Figure 19 illustrates the amplitude (
Vt) and frequency (
f) of the SEIG voltages under the OPOC conditions.
When the SEIG supplies a balanced three-phase load, phase B of the load is disconnected, so theoretically, the
iLb current should be zero. However, due to DC offset components added to the phase currents, the phase B current appears as a small current shift at the DC level in the measurement, even though no current flows to the load (
Figure 18a). Similarly, current shifts due to DC offset are also present in the A and C phases.
Even under these challenging operating conditions, the proposed ADFOGI control algorithm correctly generates the reference currents and enables the DSTATCOM to produce the currents required for the system (
Figure 18b). Thus, the currents drawn from the SEIG remain balanced and maintain their sinusoidal structure (
Figure 18c). Since the SEIG currents remain balanced as a result of DSTATCOM compensation, the SEIG phase voltages also continue symmetrically and stably (
Figure 18d).
As shown in
Figure 19a, when one phase is opened, the peak value of the SEIG terminal voltage remains close to the reference value of 326.5 V. The maximum transient deviation is limited to approximately ±3 V, and no steady-state oscillation is observed after the disturbance.

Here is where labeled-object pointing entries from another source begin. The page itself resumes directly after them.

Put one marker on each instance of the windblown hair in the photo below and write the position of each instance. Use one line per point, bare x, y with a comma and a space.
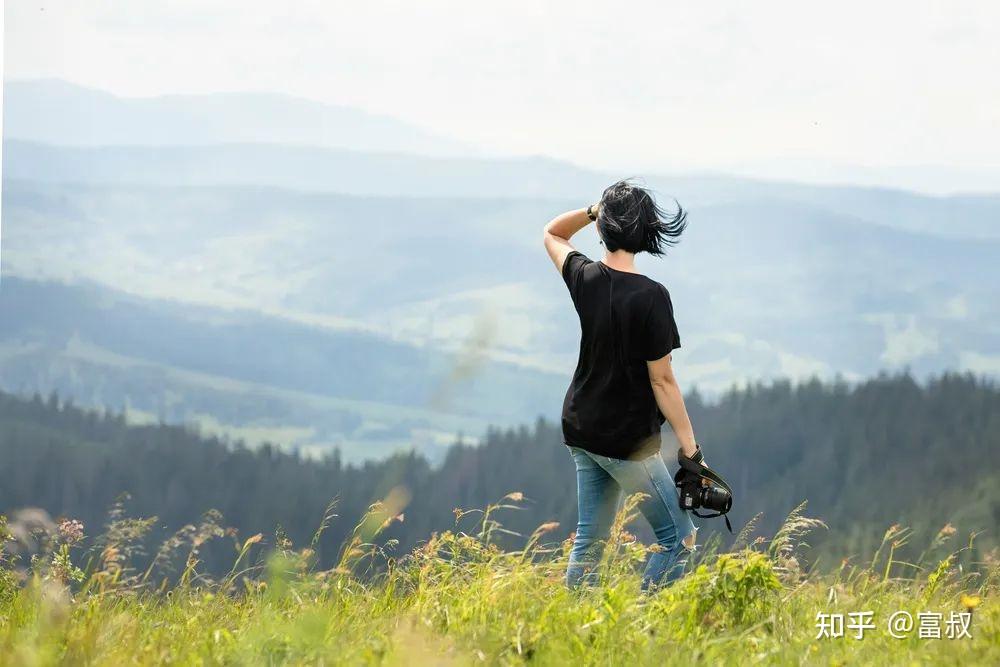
631, 220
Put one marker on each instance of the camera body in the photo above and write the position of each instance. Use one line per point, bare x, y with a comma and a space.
695, 494
700, 487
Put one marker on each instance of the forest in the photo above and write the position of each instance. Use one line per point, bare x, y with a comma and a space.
865, 456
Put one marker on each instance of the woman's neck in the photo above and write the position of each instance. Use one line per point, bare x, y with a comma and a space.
620, 260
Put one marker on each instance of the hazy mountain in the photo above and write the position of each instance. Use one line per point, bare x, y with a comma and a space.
382, 175
59, 112
437, 259
762, 287
253, 376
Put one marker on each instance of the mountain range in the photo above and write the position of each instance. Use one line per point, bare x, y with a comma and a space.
435, 249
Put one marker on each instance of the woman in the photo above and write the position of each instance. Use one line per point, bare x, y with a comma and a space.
623, 387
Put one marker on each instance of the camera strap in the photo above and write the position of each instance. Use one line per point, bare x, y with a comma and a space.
703, 471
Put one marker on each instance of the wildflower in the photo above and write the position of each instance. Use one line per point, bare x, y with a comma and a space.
970, 602
70, 531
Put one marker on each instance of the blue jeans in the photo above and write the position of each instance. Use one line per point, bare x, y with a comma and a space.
600, 481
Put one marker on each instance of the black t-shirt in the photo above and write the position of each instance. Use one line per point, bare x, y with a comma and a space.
626, 319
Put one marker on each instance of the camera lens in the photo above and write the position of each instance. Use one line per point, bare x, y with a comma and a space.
716, 499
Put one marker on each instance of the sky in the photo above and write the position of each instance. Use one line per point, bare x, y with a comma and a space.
869, 91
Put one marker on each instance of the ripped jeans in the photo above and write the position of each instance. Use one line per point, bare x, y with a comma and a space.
600, 482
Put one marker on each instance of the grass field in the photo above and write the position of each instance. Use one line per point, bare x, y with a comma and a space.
461, 599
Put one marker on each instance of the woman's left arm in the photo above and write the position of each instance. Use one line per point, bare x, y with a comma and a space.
561, 229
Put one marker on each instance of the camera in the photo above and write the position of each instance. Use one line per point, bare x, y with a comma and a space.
700, 487
695, 495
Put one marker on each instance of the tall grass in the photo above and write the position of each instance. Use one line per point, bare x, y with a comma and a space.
462, 598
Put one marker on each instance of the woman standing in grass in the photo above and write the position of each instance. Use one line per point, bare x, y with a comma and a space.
623, 388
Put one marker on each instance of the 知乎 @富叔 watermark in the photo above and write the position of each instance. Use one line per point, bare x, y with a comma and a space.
900, 624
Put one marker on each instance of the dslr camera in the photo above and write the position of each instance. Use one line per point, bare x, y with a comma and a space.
700, 487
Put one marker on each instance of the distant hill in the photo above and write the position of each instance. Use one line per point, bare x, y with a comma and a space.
58, 112
763, 287
260, 378
886, 451
358, 172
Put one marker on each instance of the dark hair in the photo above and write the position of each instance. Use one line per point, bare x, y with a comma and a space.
630, 220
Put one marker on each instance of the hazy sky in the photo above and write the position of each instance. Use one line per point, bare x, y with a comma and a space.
752, 85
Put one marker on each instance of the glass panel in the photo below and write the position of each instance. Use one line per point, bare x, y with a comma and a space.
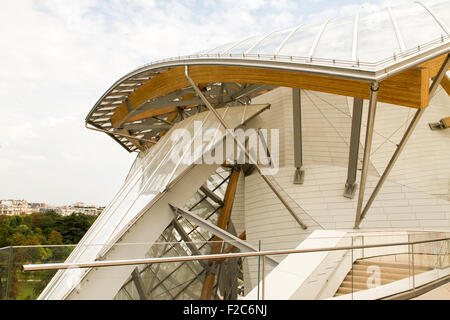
376, 28
271, 44
301, 41
336, 41
416, 25
442, 11
245, 45
221, 48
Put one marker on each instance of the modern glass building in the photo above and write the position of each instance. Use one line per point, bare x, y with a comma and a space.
344, 143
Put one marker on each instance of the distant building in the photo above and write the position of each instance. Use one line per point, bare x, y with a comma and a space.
14, 207
21, 207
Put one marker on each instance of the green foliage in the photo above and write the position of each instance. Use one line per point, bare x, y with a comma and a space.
43, 228
47, 228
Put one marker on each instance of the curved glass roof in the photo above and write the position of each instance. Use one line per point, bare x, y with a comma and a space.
367, 46
367, 36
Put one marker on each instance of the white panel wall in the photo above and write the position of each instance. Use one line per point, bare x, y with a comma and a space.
416, 195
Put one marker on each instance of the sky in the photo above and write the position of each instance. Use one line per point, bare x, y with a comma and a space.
57, 57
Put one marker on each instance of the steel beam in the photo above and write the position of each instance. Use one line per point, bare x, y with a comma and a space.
215, 230
242, 147
401, 145
391, 163
437, 80
367, 146
350, 185
136, 276
210, 194
190, 244
299, 175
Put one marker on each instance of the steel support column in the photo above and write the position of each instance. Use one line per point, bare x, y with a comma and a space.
215, 230
402, 143
437, 80
391, 163
136, 276
298, 151
350, 185
367, 146
240, 146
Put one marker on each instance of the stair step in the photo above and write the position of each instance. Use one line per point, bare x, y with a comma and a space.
355, 285
384, 279
391, 265
388, 270
356, 279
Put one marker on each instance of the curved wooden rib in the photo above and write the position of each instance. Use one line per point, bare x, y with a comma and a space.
409, 88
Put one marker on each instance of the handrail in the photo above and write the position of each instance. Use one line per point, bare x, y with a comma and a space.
112, 263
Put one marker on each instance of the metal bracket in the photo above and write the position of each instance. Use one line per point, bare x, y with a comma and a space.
350, 190
299, 176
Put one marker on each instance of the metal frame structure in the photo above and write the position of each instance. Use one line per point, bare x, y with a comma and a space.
244, 150
361, 213
299, 175
103, 264
141, 107
350, 185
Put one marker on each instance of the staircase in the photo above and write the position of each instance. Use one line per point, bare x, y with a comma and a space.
374, 272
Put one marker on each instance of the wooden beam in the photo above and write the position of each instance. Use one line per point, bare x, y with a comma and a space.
434, 65
136, 142
403, 89
222, 223
445, 83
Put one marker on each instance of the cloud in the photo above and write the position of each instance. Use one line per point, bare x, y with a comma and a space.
58, 57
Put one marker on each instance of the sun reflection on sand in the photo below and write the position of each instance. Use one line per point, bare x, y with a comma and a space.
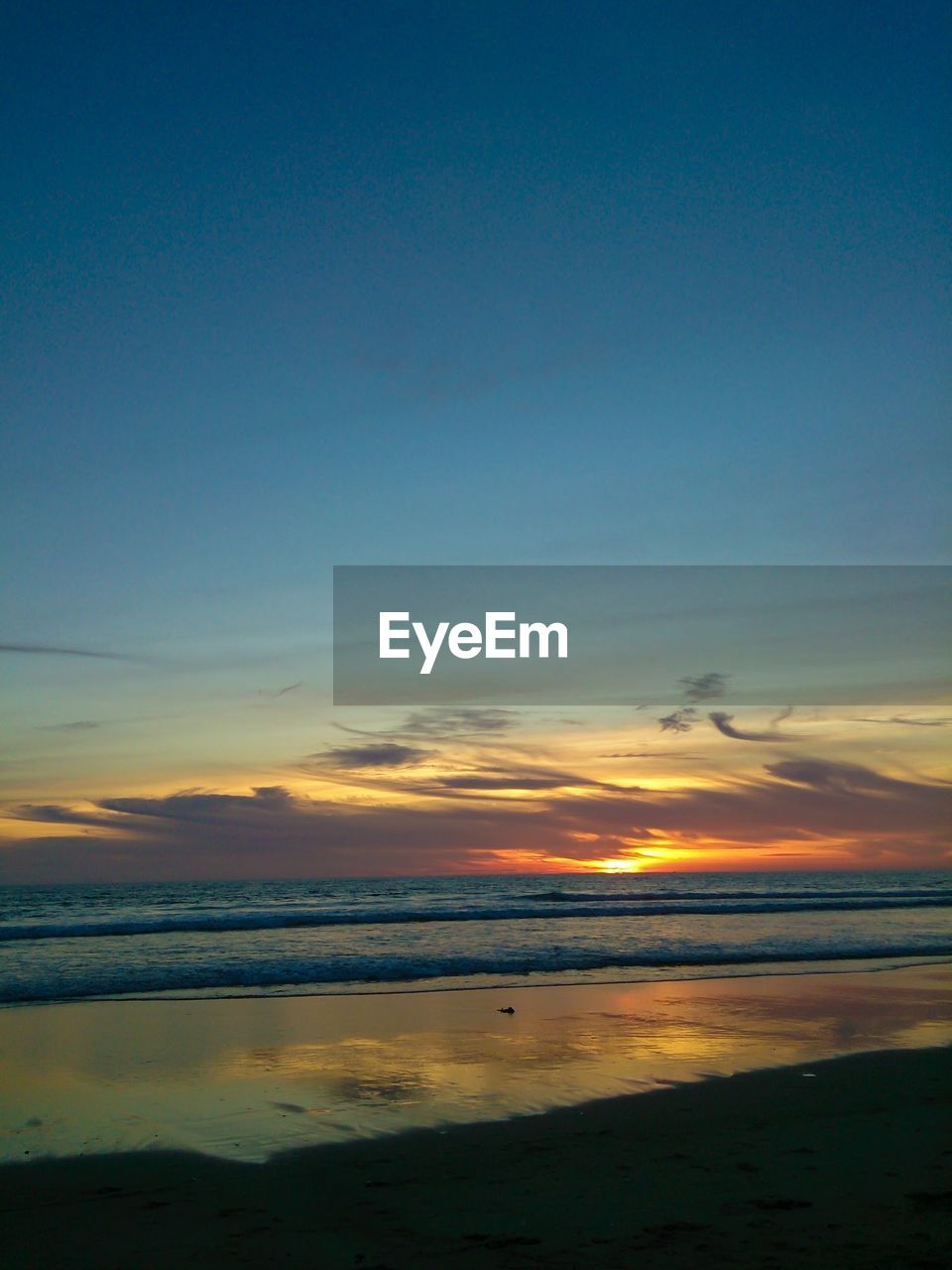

Figure 19b presents the frequency response. When the single phase is disconnected, the frequency exhibits a transient deviation of approximately 3.4 Hz relative to the 50 Hz reference. The frequency settles back to 50 Hz within nearly three periods. The results obtained indicate that the proposed ADFOGI-based control method maintains stable voltage amplitude and frequency regulation even under one-phase open-circuit conditions.
4.4. Comparison of Proposed Method and Key Findings
To demonstrate the performance of the proposed method, a comparison is presented with existing synchronization techniques found in the literature.
Table 4 presents a quantitative comparison between the proposed ADFOGI-PLL-based control method and existing approaches reported in [
10,
45], and [
46]. Under all three challenging operating conditions, the proposed method achieves lower SEIG current and SEIG voltage THD values compared to the Enhanced Phase-Locked Loop–Current Synchronous Detection (EPLL-CSD), SOGI-CSD, and SRF-PLL-based methods.
Under nonlinear load conditions with DC offset, the proposed method reduces SEIG current THD to 3.71%, while the compared methods produce values between 4.30% and 4.76%, corresponding to approximately 22% improvement over the SRF-PLL-based approach. Under unbalanced and nonlinear conditions, SEIG current THD decreases to 1.97%, providing nearly 57% improvement compared to conventional synchronization techniques. In addition, under one-phase open-circuit conditions, the improvement exceeds 59%. These consistent reductions in distortion levels confirm the improved harmonic suppression capability, robustness, and practical applicability of the proposed ADFOGI-based control method.
In all scenarios, SEIG current and SEIG voltage THD values remain at low levels, indicating effective harmonic suppression and stable synchronization performance. According to IEEE 519-2022, the recommended voltage THD limit at the point of common coupling (PCC) is 5%. In all test scenarios, the proposed method maintains the SEIG voltage THD below 2%, providing a clear safety margin relative to the standard threshold.
Moreover, the low SEIG current distortion levels after compensation confirm the effectiveness of the proposed synchronization and harmonic filtering mechanism, even under severe nonlinear load conditions.
From an application perspective, the results indicate that the proposed control method is suitable for isolated wind energy systems exposed to harmonic distortion, load imbalance, and measurement-induced DC offset.